According to a study published this month by the International Centre for Counter-Terrorism in the Hague, the jihadist group has claimed more attacks in Iraq than in any other country where it is active over the period December 2018 to May this year.
The study said that IS activity in Iraq "accelerated precipitously from February 2020 onwards," reaching levels that are "worryingly close" to those preceding its sweep across a third of Iraq in 2014. Still, death tolls remain low.
IS in Iraq "generally appears to be moving from a (re) building phase into one that is characterised by brazen guerrilla-style attacks," the study noted.
Outrage at police
The attacks have coincided with a new campaign by Iraq's security forces to arrest jihadists hiding out in rugged terrain in the country's north and west. In fact, just a day before the attack, the head of Iraq's federal police Jaafar al-Batat told state media that the area around Mt. Makhoul had been cleared.
"The incidents carried out by IS in some remote areas are isolated cases and now under control," he said. That outraged local figures.
"Iraqi security forces just assured us this area had been cleaned," wrote Mashaan al-Jaboury, a Sunni lawmaker representing Salahaddin, on Twitter after the violence late Saturday.
For Jamal al-Dhari, another Sunni figure writing on Twitter, the latest ambush "sheds light on the repeated failures in the fight against terrorism".
"The government of (Prime Minister) Mustafa al-Kadhemi must seriously put in place a national strategy... and stop being satisfied with 'investigative committees,'" said Dhari.
Iraqis regularly mock their government for establishing investigative bodies that do not produce results. The tensions come as the US-led coalition, which helped Iraq fight IS starting in 2014, is drawing down its troops.
This year, the US has already shrunk its contribution to the coalition from 5,200 to some 3,000 troops, as other countries have reduced their numbers as well.

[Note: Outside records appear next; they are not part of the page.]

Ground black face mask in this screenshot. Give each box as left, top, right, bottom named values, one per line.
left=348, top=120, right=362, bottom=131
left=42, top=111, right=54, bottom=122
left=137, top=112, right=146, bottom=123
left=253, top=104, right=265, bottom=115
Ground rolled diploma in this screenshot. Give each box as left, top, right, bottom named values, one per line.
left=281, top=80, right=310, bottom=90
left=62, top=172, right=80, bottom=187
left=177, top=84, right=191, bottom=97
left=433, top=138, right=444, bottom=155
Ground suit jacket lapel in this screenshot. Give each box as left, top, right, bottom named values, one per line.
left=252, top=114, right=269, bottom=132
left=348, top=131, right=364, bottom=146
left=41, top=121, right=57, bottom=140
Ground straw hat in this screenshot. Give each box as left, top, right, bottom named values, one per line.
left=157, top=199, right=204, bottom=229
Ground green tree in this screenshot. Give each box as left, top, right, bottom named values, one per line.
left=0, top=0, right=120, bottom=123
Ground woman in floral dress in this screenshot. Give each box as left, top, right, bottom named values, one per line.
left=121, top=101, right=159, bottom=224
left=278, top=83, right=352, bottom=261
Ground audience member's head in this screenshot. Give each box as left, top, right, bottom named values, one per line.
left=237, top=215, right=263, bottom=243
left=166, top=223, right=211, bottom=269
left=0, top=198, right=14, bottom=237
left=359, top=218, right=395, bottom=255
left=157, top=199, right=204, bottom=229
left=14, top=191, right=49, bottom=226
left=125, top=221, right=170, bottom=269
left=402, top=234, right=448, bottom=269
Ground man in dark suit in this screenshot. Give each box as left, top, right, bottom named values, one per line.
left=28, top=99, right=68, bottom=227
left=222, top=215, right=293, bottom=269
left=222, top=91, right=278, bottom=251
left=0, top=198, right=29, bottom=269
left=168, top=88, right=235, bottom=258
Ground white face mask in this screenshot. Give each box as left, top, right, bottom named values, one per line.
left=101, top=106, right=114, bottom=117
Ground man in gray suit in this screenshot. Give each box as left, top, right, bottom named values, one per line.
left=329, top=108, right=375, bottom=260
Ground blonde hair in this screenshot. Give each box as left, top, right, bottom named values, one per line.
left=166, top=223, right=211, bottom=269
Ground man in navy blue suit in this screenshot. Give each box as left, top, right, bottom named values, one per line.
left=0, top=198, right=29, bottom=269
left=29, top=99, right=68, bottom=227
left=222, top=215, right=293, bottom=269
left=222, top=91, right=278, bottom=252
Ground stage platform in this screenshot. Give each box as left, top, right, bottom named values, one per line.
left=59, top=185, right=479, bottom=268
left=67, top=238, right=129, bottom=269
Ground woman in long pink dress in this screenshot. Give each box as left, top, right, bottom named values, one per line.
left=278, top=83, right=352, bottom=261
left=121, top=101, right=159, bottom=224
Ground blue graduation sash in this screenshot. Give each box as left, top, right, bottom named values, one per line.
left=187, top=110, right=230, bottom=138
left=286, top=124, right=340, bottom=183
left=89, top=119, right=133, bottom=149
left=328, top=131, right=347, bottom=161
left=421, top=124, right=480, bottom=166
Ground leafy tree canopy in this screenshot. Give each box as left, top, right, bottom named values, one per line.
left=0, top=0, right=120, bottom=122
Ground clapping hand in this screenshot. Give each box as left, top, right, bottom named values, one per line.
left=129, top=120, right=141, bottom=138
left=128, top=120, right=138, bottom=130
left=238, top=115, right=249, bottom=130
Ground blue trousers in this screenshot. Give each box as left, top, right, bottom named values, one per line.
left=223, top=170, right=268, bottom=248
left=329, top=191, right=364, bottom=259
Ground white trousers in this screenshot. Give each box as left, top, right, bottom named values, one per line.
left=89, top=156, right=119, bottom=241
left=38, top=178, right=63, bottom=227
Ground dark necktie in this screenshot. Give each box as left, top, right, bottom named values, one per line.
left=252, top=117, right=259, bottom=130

The US announced last week it would withdraw another 500 troops by mid-January, which Iraqi officials say is the fourth and final phase of the coalition's drawdown.
Pressure on US
The top US commander for the Middle East, General Kenneth McKenzie, said the progress made by Iraqi security forces in recent years had allowed the US to draw down.
Troops remaining in Iraq would focus on training local forces, carrying out air strikes in support of their operations and running drone surveillance over the country. The US military presence remains a source of controversy.
Iraq's parliament voted in January to oust all foreign troops, following a US drone strike on Baghdad that killed top Iranian general Qasem Soleimani and a leading Iraqi paramilitary commander. Kadhemi, whose government is seen as US-leaning, has slow-walked the implementation.
Pro-Iran factions have organised a series of rallies in recent months to demand Kadhemi implement the decision. "If you don't leave on your own, our rockets will force you out!" one sign at a recent protest read.
It was in reference to dozens of rocket attacks on Western diplomatic and military installations since October 2019. The US has threatened to close its embassy in Baghdad unless rocket attacks stop.